How to Use Ollama's OpenAI-Compatible API

Ollama exposes an OpenAI-compatible REST API endpoint, which means any tool, library, or application that works with the OpenAI API can be pointed at your local Ollama instance with a one-line change. This includes the official OpenAI Python and JavaScript SDKs, LangChain, LlamaIndex, Continue, and hundreds of other tools. You get local, private, free inference behind a familiar interface.

The Endpoint

Ollama’s OpenAI-compatible endpoint runs at http://localhost:11434/v1. The key routes are:

POST http://localhost:11434/v1/chat/completions   # Chat (GPT-3.5/4 compatible)
POST http://localhost:11434/v1/completions        # Text completion
POST http://localhost:11434/v1/embeddings         # Embeddings
GET  http://localhost:11434/v1/models             # List available models

Ollama must be running (ollama serve or the Ollama app) and you need at least one model pulled before making requests.
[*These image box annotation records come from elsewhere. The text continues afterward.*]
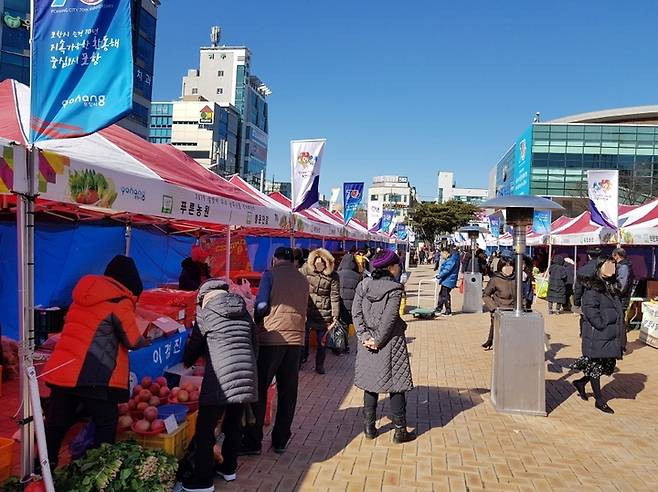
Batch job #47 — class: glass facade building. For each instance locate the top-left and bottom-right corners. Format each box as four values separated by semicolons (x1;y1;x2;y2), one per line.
491;112;658;213
530;124;658;205
149;103;174;144
0;0;30;85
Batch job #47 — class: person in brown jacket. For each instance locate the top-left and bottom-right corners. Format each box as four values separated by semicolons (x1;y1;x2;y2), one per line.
299;248;340;374
240;247;308;456
482;256;516;350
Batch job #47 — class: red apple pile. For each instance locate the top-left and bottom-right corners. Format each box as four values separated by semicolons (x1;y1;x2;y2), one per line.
119;376;170;418
169;383;199;403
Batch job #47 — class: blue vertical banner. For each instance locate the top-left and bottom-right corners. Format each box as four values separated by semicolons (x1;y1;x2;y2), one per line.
532;210;551;235
30;0;133;143
489;215;502;237
343;183;365;225
379;210;395;234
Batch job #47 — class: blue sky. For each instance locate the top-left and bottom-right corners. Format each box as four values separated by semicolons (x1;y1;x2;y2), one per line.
154;0;658;200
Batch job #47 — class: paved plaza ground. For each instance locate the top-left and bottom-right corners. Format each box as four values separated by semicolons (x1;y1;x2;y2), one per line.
227;266;658;491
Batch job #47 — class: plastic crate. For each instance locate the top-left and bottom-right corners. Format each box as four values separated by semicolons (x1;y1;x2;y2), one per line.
0;437;14;483
185;410;199;442
135;422;188;459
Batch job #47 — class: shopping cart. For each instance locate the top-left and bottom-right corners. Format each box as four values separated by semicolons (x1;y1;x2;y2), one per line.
411;279;439;318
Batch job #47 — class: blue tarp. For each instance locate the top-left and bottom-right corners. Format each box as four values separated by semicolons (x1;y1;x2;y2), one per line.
0;222;194;339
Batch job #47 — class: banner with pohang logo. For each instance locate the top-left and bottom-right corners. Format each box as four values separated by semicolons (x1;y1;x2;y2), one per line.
587;170;619;229
290;139;327;212
380;210;395;234
30;0;133;143
343;183;365;225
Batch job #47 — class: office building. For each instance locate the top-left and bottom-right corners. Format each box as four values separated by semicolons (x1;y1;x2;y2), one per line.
119;0;160;139
182;28;272;187
265;180;292;198
491;106;658;215
436;171;489;204
155;100;240;172
368;176;416;227
149;102;174;144
0;0;30;85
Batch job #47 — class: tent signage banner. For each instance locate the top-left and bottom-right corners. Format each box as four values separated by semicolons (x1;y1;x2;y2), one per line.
30;0;133;143
39;151;285;229
290;140;327;212
343;182;365;225
587;170;619;229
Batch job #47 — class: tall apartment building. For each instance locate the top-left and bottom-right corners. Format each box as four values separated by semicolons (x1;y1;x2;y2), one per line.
182;28;272;186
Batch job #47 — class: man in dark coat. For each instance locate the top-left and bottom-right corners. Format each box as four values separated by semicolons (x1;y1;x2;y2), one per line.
573;246;601;307
546;255;567;314
612;248;635;312
182;279;258;491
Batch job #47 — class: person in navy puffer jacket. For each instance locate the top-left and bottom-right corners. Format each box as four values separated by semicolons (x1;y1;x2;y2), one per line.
434;248;459;316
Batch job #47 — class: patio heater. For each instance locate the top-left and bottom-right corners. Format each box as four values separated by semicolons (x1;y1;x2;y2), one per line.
480;196;562;416
459;225;487;313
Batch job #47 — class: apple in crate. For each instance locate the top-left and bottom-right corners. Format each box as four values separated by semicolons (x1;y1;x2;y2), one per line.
135;419;151;432
151;419;165;432
144;407;158;422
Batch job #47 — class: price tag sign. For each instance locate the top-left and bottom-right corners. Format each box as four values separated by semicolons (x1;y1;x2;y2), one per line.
165;415;178;434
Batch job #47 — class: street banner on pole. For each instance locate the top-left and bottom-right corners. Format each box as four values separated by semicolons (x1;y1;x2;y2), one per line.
343;183;365;225
290;139;327;212
381;210;395;234
30;0;133;143
587;170;619;229
532;210;551;236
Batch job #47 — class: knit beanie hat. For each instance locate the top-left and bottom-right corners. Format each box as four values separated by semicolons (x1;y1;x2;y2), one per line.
370;249;400;269
104;255;144;297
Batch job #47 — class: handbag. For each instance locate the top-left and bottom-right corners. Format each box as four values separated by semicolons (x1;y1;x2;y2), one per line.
327;321;347;353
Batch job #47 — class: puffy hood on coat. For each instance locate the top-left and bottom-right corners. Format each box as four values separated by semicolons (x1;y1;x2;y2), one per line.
304;248;336;275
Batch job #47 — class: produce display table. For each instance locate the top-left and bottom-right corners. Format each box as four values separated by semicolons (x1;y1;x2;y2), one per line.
129;330;190;391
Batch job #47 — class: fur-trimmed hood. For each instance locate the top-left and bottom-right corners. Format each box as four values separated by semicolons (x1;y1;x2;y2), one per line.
305;248;336;276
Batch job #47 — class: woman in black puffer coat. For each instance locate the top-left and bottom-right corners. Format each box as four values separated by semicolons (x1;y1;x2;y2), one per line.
182;279;258;491
571;258;626;413
338;253;363;352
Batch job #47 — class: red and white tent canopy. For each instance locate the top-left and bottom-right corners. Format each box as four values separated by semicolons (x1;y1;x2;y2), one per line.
0;80;282;229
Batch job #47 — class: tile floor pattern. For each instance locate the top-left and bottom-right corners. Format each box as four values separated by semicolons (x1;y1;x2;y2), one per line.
222;267;658;492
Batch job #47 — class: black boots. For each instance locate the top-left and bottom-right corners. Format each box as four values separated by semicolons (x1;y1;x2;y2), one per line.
363;410;377;440
393;417;416;444
573;376;589;401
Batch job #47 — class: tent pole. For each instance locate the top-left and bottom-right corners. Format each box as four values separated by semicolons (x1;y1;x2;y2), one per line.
16;149;37;482
226;226;231;282
124;222;133;256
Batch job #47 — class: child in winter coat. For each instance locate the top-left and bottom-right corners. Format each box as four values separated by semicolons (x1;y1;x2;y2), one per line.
482;256;516;350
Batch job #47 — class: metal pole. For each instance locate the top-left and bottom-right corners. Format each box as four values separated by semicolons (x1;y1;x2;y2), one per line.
16;148;37;482
514;225;525;316
226;225;231;282
471;236;478;273
124;222;133;256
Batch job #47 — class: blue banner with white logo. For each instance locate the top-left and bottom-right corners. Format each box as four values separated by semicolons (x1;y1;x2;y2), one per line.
380;210;395;233
532;210;551;236
343;183;365;225
30;0;133;143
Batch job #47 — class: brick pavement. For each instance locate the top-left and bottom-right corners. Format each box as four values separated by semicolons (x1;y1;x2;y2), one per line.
216;267;658;491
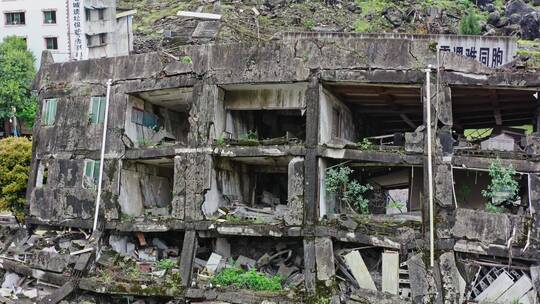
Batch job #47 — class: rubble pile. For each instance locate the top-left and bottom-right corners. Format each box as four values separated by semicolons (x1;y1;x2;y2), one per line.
194;239;304;291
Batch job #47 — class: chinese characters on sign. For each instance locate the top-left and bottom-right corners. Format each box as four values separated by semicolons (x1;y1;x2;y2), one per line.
72;0;83;60
439;45;504;68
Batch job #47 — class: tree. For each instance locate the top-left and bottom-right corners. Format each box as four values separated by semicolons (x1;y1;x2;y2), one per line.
459;9;482;35
0;36;37;125
0;137;32;221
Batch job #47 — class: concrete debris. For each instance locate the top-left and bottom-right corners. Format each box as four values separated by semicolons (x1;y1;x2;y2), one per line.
0;29;540;304
344;250;377;291
2;272;21;290
206;253;223;275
No API key is required — you can pass any string or leave it blank.

Using the OpenAI Python SDK

The OpenAI Python SDK works with Ollama out of the box. Set base_url to Ollama’s endpoint and api_key to any non-empty string:

from openai import OpenAI

# Point the OpenAI SDK at your local Ollama instance
client = OpenAI(
    base_url='http://localhost:11434/v1',
    api_key='ollama',  # required but ignored by Ollama
)

# Chat completion — identical to OpenAI API usage
response = client.chat.completions.create(
    model='llama3.2',
    messages=[
        {'role': 'system', 'content': 'You are a helpful assistant.'},
        {'role': 'user', 'content': 'Explain gradient descent in 2 sentences.'}
    ],
    temperature=0.7,
)
print(response.choices[0].message.content)

# Streaming
stream = client.chat.completions.create(
    model='llama3.2',
    messages=[{'role': 'user', 'content': 'Write a haiku about Python.'}],
    stream=True,
)
for chunk in stream:
    if chunk.choices[0].delta.content:
        print(chunk.choices[0].delta.content, end='', flush=True)

Embeddings

from openai import OpenAI
import numpy as np

client = OpenAI(base_url='http://localhost:11434/v1', api_key='ollama')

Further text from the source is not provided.